I am back from church. It is noon on Sunday and the hammering has ceased. The carpenter is done. I look out my window, a shrine stares back at me. Rain has given way to sunshine. Blinding rays bounce off the corrugated zinc covering the shrine. Everybody has one in this city in this country. Along my street, like every other street in Lagos, shrines litter compounds. Small ones, big ones and very big ones. Men and women and businesses and even the government build them daily without knowing. The shrines are built in compounds in a nondescript corner—that is well in the nature of shrines. Behind doors, bush paths, deep in the forest, river banks—humans always give gods a respectable distance.
This new shrine looks old already. Same architecture from life so distant, it is almost like it never existed. Before fraudulent prophets/pastors grew faster than mushrooms on decaying wood, we had fathers and grandfathers that could see beyond the razzmatazz of polyester suits, clip-on ties and megaphones powered by Ever Ready batteries. They were priests in their homestead; every household had one and a shrine to manage. Some shrines were made in honour of deities; others were altars of remembrance for founders of entities. Whites go to cemeteries to throw roses at gravestones of departed loved ones. Africans say prayers to theirs at shrines erected in memory of the departed. Through the diligent work of colonial/missionary masters, Okonkwo became the devil and St. Michael Peter became our angel. Chaplets replaced amulets and pamphlets became semi-permeable membranes via which our brains osmosised western beliefs.
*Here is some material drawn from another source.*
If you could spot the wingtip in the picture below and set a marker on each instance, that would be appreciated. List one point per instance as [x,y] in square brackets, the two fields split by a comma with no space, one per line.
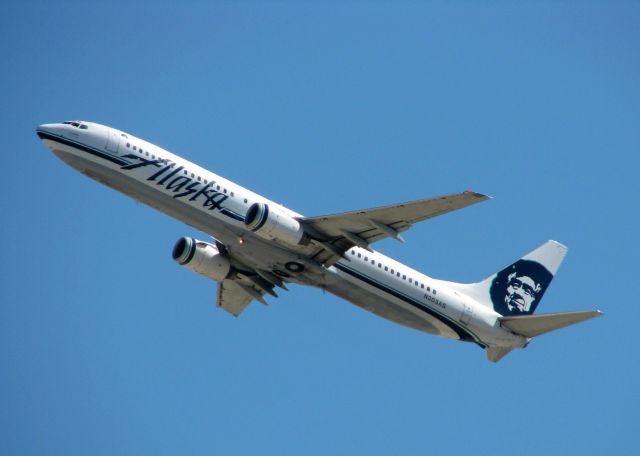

This Lagos shrine is not different from that of yesterday which lined the village paths I walked. This particular shrine reminds me of Okosun Onogun’s, the blacksmith, shrine. By virtue of his profession, he was the high priest of the iron god—Ogun. His small shrine was built away from his workshop, the gulag of many dogs, Ogun’s favourite beverage maker. All day, you could hear the striking of iron on metal as he fashioned hoes and cutlasses and knives for villagers. Onogun could hold red-hot iron with bare hands because, as we were told, Ogun had given him power over burns. Ever so often, he performed his priestly role by pouring Ogun’s diesel of dog’s blood on the shrine. More power. Sometimes, when we dared to stare hard at the interior of Onogun’s shrine, built with wood and corrugated zinc, we saw heaps of stained metal. Beside a very old dane gun and retired hoes and cutlasses devoid of wooden handles, new gods of Western origin found themselves into the shrine—spark plugs, a motorcycle petrol tank, bicycle chains, and a rusted exhaust pipe to show the universality of Ogun. As children, on our way to catechism or Mass, we made a sign of the cross and held tight to our rosaries as we raced past Onogun’s fearsome shrine. What frightened us most was not the caked blood of dogs that lost their lives to Ogun, but the pictures of such shrines painted by our catechist and reverend fathers. Last time I went to the village, Okosun Onogun has long gone and his shrine had taken the colour of used generator oil.
The shrine the carpenter built is for my generator, Nigeria’s new god. Every household has one, a house to house these new gods, like old shrines in my village. Pepper sellers and barbers have generators. Factories and manufacturers have generators. The House of Assembly and Senate have generators. The Presidency and the President have generators—the new god of Nigeria. They come in different sizes, as gods are wont to, and in Nigeria size matters. To stroke egos and make manhood swell to supernatural proportions especially. Big jeep. Big houses. Big country. Big failure. So we buy bigger and bigger generators and build bigger shrines for them, as we seek more power.
The acquisition of generators is the beginning of light. For long we have been thrown into perpetual darkness by our “Power Sector” and there is nothing any government can do about it but worship generators as well. Every Nigerian must seek his or her own power and therefore must worship generators. Even PHCN offices worship generators. Small and mega-churches worship these new gods or else the pastor’s loudspeakers would fall silent—like the relics of Onogun’s shrine. Dogs’ blood has been replaced with diesel and engine oil—no more barbaric sacrifices you would say. But that is because you have never visited the Niger Delta, where the oil comes from to see what and who are dying in place of dogs.
I drag my generator (only 7kva, a small god compared to my neighbour’s earth-moving one) out of its box to the shrine, clean it and give it the desired anointing with petrol and oil. As Onogun the blacksmith sought remote power from his shrine by offering it sacrifices and incantations, I seek power from my generator which came with a remote. I mutter a short prayer by the shrine and beg God to let the generator generate power.